The program was started in Milwaukee, with the backing of Senator Ron Johnson. The Senator noticed that there were many good-paying jobs in the Milwaukee suburbs. The challenge for the unemployed was getting there. Pastor Jerome Smith’s church hosted the project and used its church vans to drive people to and from their jobs.
The program is still going in Milwaukee, and is now in Green Bay and Wausau. Congressman Tom Tiffany sends one of his staffers to each Joseph Project meeting in Wausau. She helps to run the program.
I volunteered to help at the first meeting in Wausau for the fall. 25 people, some just out jail, others who’ve had jobs, lost them, and are ready to try again took part. And there are jobs waiting for them. Several manufacturers can’t find enough people. Their jobs pay $20 to $25 an hour. That’s a family-supporting wage of $45,000 a year. Later this fall I will be a volunteer driver to help some of these people get to and from work.
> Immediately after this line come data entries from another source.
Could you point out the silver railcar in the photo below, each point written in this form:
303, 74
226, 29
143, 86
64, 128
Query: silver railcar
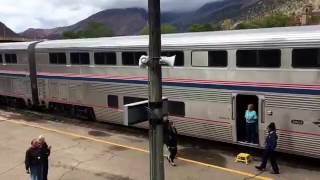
215, 77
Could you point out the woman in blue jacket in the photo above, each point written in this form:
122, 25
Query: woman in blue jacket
271, 144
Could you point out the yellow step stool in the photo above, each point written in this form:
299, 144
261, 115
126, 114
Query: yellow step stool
243, 157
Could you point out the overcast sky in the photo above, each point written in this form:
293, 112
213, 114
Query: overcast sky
22, 14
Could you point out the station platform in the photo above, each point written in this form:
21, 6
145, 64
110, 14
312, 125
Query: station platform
95, 151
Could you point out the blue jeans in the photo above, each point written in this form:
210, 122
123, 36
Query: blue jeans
36, 172
251, 132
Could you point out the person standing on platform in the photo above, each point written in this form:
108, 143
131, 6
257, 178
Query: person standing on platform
33, 161
270, 146
251, 124
45, 153
171, 142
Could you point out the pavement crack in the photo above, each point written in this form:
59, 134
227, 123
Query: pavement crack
12, 168
79, 163
68, 147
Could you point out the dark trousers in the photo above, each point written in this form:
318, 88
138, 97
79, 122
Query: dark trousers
173, 153
268, 154
36, 172
45, 170
251, 132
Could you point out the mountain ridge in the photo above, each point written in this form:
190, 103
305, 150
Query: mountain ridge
131, 21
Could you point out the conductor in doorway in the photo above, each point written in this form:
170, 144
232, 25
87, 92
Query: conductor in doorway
271, 144
251, 121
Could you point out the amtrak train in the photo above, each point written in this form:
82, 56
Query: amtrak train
215, 76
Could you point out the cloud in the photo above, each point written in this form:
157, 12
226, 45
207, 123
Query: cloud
22, 14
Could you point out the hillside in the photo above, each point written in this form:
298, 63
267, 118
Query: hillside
6, 32
132, 21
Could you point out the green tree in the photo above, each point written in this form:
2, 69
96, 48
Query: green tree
200, 28
92, 30
165, 29
274, 20
227, 24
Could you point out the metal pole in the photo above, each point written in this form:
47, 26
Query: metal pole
155, 93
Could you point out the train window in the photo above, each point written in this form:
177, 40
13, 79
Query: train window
105, 58
131, 58
80, 58
179, 61
306, 58
113, 101
259, 58
57, 58
217, 58
176, 108
11, 58
129, 100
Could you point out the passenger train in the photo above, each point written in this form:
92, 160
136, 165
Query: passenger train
215, 76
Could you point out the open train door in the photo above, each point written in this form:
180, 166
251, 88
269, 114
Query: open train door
240, 104
138, 112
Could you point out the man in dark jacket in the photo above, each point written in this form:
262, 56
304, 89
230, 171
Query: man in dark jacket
33, 161
271, 144
171, 141
45, 153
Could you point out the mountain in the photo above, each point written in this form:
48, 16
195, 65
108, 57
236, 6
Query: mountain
131, 21
128, 21
214, 12
7, 33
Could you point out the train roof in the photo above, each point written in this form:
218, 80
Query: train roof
15, 45
283, 36
270, 36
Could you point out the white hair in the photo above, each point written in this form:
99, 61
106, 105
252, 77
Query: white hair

I can tell right away that not everyone who is in the program will stick with it. Actually, only about 25% are still employed after three months. Addictions don’t go away overnight. Some of these new workers are surrounded by toxic people. Change is not easy, and those old ways are hard to leave behind.
So only one-out-of-four will stay employed long term. Those aren’t particularly good odds. So why should I volunteer my time? Part is self-interest; a person who has a job is less likely to return to crime, or to have kids in poverty, or to be a strain on social services in town. If they can’t support themselves, my tax dollars are drained.
There is another reason. Jesus Christ tells me to. Jesus said, “I was a stranger and you did not invite me in, I needed clothes and you did not clothe me, I was sick and in prison and you did not look after me. And they also will answer, ‘Lord, when did we see you hungry or thirsty or a stranger or needing clothes or sick or in prison, and did not help you?’ He will reply, ‘Truly I tell you, whatever you do for one of the least of these, you do for me.’
I hope, wherever you are in your life, that you do something, anything, to lift someone else up.